Ela estava se virando agora. Em alguns segundos, ela se sentaria a apenas alguns centímetros de mim.

O monstro na minha cabeça sorriu com a antecipação.

Alguém fechou um fichário ao meu lado. Eu não me virei pra ver qual dos humanos predestinados havia feito isso, mas o movimento mandou uma onda de vento sem cheiro na minha direção.

Por um curto segundo, eu fui capaz de pensar com clareza. Naquele precioso segundo, eu vi dois rostos na minha cabeça, lado a lado.

Um era o meu, ou o que ele foi um dia: o monstro de olhos vermelhos que já havia matado tantas pessoas que já havia parado de contar o número. Assassinatos racionalizados, justificados.
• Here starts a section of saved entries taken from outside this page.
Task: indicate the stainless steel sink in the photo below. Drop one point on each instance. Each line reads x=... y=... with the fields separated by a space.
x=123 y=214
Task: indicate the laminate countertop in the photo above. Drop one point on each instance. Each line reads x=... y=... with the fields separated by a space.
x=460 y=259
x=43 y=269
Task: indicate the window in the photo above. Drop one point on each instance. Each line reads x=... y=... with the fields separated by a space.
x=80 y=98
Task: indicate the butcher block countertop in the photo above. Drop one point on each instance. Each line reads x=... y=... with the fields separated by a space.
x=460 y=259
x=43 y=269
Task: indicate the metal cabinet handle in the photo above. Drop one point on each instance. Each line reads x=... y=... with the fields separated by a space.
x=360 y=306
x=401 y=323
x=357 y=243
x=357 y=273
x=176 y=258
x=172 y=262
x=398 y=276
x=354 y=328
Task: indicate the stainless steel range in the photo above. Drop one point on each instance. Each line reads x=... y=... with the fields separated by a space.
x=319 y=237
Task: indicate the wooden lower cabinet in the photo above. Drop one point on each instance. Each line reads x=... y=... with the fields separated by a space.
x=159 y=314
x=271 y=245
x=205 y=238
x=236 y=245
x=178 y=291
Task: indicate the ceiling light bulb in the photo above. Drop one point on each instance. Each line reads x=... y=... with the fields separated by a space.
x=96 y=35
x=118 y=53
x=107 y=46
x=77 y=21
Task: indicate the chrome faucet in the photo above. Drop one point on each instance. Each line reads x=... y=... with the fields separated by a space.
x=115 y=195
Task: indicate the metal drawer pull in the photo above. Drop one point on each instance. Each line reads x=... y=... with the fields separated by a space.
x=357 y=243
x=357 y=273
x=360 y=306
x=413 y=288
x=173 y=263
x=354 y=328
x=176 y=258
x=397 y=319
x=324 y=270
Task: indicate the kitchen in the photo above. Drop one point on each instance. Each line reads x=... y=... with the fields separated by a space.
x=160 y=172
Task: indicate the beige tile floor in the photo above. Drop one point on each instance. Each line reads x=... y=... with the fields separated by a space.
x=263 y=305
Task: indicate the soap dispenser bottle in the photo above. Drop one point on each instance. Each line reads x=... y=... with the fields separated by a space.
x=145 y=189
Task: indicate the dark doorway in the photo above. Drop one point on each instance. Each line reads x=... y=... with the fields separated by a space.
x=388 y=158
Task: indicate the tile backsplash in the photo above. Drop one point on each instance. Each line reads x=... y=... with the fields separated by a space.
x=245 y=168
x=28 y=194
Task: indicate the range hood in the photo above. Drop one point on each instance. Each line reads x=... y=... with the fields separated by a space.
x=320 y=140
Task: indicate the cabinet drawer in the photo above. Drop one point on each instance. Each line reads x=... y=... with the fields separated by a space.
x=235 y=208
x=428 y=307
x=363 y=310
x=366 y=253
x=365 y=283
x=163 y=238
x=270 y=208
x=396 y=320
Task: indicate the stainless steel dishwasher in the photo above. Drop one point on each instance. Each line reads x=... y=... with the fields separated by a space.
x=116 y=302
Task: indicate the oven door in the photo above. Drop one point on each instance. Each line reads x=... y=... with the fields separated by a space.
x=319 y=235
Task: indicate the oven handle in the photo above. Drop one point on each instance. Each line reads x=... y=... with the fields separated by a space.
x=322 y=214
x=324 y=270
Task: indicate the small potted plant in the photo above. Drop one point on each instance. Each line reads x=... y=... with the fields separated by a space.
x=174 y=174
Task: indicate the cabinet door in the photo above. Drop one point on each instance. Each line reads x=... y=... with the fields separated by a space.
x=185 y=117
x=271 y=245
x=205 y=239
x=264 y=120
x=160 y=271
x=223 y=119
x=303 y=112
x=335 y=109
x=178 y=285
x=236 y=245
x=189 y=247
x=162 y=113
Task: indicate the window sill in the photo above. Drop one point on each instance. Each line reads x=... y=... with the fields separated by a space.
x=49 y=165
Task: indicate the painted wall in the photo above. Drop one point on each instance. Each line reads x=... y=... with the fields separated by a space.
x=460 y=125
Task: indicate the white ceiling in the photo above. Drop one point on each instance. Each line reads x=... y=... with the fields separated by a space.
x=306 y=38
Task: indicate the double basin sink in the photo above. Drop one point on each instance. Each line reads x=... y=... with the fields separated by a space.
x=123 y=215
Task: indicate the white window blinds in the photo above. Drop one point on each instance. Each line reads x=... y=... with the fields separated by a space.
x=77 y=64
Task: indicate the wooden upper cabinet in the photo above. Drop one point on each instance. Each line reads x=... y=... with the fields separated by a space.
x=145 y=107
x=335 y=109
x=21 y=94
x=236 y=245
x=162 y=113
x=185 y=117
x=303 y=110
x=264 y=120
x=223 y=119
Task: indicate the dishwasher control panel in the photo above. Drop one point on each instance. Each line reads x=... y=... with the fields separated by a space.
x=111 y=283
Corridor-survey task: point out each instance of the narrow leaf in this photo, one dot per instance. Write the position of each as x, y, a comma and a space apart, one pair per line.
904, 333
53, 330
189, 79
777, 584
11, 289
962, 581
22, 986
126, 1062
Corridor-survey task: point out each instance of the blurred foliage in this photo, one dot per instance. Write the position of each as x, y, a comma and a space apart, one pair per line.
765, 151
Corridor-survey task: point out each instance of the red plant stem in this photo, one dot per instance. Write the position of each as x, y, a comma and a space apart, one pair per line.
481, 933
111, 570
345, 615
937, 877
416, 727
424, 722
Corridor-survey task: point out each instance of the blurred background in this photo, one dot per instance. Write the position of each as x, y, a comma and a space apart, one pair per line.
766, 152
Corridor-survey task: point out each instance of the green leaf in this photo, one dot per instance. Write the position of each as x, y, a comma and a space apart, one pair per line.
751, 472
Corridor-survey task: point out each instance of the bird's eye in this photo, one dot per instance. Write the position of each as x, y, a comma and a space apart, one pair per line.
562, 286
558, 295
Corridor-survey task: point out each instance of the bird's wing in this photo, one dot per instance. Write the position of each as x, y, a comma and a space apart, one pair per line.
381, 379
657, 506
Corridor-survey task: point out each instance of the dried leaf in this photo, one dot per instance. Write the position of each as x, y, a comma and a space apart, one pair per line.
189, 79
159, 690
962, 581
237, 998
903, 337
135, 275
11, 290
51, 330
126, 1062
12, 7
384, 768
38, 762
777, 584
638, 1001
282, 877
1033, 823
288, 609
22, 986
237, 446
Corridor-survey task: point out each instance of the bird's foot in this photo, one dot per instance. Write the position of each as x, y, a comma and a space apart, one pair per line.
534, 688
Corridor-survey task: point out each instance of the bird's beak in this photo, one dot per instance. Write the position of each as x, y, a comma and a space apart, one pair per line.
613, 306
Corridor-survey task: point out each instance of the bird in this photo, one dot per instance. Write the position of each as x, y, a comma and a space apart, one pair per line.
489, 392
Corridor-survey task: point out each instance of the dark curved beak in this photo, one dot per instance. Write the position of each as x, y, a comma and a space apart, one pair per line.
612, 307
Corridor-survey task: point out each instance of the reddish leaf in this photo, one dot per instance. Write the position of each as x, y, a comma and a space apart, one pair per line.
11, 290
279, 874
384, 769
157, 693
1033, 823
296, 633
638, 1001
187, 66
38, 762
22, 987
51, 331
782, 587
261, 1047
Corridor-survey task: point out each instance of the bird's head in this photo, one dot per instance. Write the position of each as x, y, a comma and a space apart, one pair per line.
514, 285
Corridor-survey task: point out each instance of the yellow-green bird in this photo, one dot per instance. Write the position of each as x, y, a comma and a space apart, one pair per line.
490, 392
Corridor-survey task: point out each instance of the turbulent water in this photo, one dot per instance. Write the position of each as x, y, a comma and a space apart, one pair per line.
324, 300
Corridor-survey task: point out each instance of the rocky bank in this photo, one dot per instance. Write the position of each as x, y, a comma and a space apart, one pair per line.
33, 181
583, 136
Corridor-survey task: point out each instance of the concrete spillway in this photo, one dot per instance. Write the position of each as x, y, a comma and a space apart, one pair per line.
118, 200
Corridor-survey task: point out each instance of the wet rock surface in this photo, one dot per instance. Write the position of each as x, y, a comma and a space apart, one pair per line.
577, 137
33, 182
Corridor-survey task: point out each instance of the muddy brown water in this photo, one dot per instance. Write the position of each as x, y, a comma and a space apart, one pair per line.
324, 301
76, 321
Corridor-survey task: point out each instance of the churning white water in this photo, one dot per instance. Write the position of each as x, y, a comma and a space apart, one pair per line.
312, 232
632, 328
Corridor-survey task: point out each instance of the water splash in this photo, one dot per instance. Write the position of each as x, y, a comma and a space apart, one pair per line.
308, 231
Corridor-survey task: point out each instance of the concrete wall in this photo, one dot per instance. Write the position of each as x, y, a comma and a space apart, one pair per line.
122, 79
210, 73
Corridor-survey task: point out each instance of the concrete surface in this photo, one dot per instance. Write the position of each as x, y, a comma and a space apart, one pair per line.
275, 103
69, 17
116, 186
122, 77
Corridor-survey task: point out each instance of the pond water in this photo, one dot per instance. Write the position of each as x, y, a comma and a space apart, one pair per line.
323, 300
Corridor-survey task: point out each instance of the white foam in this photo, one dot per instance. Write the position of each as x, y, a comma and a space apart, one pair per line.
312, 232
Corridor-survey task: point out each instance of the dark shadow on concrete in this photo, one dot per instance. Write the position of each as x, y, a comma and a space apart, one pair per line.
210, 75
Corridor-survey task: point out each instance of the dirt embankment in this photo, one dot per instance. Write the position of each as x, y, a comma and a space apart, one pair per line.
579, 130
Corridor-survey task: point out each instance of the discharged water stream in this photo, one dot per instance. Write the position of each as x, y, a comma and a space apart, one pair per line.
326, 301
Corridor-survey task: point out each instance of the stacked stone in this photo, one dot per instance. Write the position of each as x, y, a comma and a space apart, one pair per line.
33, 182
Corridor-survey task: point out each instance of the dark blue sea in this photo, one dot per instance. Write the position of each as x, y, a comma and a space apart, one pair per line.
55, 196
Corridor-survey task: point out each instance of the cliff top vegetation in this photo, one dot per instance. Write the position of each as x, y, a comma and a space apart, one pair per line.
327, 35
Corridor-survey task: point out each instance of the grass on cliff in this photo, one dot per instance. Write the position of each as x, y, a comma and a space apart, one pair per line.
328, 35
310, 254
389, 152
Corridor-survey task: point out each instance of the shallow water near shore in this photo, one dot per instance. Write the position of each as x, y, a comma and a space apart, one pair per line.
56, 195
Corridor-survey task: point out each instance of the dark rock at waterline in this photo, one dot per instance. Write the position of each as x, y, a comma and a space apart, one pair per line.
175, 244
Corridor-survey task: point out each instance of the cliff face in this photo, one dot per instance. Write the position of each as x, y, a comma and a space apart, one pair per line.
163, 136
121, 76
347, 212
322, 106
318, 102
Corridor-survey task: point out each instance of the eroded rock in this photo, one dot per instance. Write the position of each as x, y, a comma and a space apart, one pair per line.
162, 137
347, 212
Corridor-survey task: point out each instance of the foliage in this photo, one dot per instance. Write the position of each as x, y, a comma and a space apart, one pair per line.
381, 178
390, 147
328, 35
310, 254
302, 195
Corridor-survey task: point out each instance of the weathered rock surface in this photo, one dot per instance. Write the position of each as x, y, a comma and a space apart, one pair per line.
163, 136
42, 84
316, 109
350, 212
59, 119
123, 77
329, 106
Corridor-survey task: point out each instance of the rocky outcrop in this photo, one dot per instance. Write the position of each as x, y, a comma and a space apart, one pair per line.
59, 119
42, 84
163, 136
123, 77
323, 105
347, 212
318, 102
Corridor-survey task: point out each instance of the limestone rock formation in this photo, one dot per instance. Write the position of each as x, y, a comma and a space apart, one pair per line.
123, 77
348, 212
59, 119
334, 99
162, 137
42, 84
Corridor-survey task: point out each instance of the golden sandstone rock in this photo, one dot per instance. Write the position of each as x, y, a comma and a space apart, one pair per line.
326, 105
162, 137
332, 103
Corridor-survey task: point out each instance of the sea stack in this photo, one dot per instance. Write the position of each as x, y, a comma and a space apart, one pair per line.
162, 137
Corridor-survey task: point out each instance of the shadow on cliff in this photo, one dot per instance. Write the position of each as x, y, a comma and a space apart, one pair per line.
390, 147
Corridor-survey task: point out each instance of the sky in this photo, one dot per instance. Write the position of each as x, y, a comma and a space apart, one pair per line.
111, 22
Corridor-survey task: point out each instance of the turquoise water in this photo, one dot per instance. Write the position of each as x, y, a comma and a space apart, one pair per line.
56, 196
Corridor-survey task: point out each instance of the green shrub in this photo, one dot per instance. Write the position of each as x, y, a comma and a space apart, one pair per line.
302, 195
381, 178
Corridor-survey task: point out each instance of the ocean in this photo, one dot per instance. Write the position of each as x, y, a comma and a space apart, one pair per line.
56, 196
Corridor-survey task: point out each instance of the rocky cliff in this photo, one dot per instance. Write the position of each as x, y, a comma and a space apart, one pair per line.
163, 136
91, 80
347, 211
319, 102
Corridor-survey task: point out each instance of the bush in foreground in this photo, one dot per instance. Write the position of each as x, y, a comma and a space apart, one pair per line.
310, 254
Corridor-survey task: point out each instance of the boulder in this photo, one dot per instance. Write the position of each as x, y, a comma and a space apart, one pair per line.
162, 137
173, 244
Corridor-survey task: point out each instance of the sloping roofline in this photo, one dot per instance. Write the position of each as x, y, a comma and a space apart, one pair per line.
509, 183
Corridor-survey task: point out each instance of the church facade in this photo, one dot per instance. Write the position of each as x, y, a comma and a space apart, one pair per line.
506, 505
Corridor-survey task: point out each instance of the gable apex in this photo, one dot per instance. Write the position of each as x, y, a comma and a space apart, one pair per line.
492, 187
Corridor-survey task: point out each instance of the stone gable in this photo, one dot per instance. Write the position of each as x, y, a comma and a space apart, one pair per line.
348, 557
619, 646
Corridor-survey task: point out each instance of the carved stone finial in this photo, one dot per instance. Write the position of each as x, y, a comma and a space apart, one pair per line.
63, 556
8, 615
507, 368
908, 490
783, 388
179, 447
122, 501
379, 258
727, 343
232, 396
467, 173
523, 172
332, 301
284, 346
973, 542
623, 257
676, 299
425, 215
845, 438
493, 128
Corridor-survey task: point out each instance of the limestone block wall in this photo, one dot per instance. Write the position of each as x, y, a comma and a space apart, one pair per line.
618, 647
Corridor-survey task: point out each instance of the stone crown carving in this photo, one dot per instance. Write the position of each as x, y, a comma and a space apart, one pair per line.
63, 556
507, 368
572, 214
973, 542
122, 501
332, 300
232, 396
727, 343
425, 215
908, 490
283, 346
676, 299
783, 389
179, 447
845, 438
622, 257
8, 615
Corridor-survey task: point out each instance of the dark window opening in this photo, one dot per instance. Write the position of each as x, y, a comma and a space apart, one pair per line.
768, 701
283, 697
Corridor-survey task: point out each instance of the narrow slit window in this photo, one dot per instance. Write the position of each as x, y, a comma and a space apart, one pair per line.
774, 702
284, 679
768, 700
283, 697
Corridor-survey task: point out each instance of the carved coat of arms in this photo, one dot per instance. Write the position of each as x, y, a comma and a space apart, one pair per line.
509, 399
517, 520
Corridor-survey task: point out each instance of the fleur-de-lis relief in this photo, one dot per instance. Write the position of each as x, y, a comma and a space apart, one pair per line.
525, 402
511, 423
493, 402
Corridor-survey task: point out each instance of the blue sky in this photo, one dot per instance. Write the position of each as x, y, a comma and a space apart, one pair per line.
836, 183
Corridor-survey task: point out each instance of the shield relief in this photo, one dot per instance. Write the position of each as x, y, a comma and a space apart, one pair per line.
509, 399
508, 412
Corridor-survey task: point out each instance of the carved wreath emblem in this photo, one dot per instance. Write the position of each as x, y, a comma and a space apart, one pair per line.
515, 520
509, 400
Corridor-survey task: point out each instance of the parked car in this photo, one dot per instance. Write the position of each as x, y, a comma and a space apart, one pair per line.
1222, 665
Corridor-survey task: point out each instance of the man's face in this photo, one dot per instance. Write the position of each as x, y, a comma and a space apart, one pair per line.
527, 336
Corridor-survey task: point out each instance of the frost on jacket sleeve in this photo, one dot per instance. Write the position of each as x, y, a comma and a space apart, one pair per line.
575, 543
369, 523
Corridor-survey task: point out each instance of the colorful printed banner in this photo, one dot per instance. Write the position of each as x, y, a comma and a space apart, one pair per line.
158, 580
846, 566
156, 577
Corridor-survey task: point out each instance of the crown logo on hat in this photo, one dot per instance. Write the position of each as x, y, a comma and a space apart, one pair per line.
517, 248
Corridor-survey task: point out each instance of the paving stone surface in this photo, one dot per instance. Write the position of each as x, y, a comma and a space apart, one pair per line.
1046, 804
Um assassino de assassinos, um assassino de outros monstros, menos poderosos. Era um complexo de ser Deus, eu sabia disso – decidir quem merecia uma sentença de morte. Era um compromisso comigo mesmo. Eu havia me alimentado de sangue humano, mas somente humanos em sua definição mais fraca. As minhas vítimas eram, em seus violentos dias negros, tão humanos quanto eu era.

O outro rosto era o de Carlisle.

Não havia nenhuma semelhança entre os dois rostos.

Eles eram como o dia mais claro e a noite mais escura. Não havia motivo pra que houvesse uma semelhança. Carlisle não era meu pai no sentido biológico básico. Nós não tínhamos feições semelhantes. A similaridade na nossa cor era apenas por causa do que éramos; todos os vampiros tinham a mesma cor pálida como gelo. A similaridade da cor dos nossos olhos era outra coisa – uma reflexão da nossa escolha mútua.

E, mesmo assim, apesar de não haverem bases pra uma semelhança, eu havia imaginado que o meu rosto havia começado a refletir o dele, até um certo ponto, nos últimos estranhos setenta anos em que eu abracei a escolha dele e segui os seus passos. O meu rosto não havia mudado, mas para mim parecia que alguma da sabedoria dela havia marcado a minha expressão, que um pouco da compaixão dele podia ser traçada nos contornos da minha boca, e que as suas sugestões de paciência estavam evidentes nas minhas sobrancelhas.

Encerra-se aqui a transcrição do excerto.